Some argue that American evangelicalism is in the midst of a cultural identity crisis. When the term "evangelical" is used, it commonly references white suburban contexts. This is why the key leaders who speak at most evangelical conferences are mostly white males, with the exception of the exact same black guys---Tony Evans, Thabiti Anyabwile, Voddie Baucham, and a couple of others---who are, at times, used to show "diversity." There are usually no Asians or Latinos represented.
Many hope that evangelicalism in America would reflect more of the global realities of Christianity, and Soong-Chan Rah is emerging as an evangelical leader poised to help evangelicals think more about the new racial diversity realities for American Christianity. Rah is the author of Many Colors: Cultural Intelligence for a Changing Church, which is the much-anticipated follow-up to the award-winning The Next Evangelicalism: Freeing the Church from Western Cultural Captivity.
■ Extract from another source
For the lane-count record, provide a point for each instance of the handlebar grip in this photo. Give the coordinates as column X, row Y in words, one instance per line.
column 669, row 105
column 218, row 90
The United States is currently undergoing the most rapid demographic shift in its history. By 2050, white Americans will no longer make up a majority of the population. As the American population demographics shift, the demographics of the American church shifts as well, meaning that American Christianity is becoming more and more ethnically and culturally diverse.
The church in American is at a crossroads. Like the early church in Acts 15, we are challenged by the intersection of gospel and culture. Drawing from Scriptural truths and real life examples, Rah calls for the development of cultural intelligence to address new social-cultural realities.
Many Colors follows up with a challenge to churches to develop skills, attitudes, and approaches to ministry that equip churches to engage the new cultural dynamics. The book explores the need to learn about our (oftentimes negative) cultural and racial histories, to learn about different power dynamics at work, to explore ranges of cultural expressions, to develop ways of thinking beyond the linear, and to develop cultural intuition. The book also offers practical suggestions to seek ways to honor the presence of God in the different cultures found in the American church.
Many Colors is designed to spur individuals, churches, and parachurch ministries toward more effectively bearing witness to the gospel of Jesus Christ, the Good News for people of every racial and cultural background. Its message is positive; its potential impact, transformative.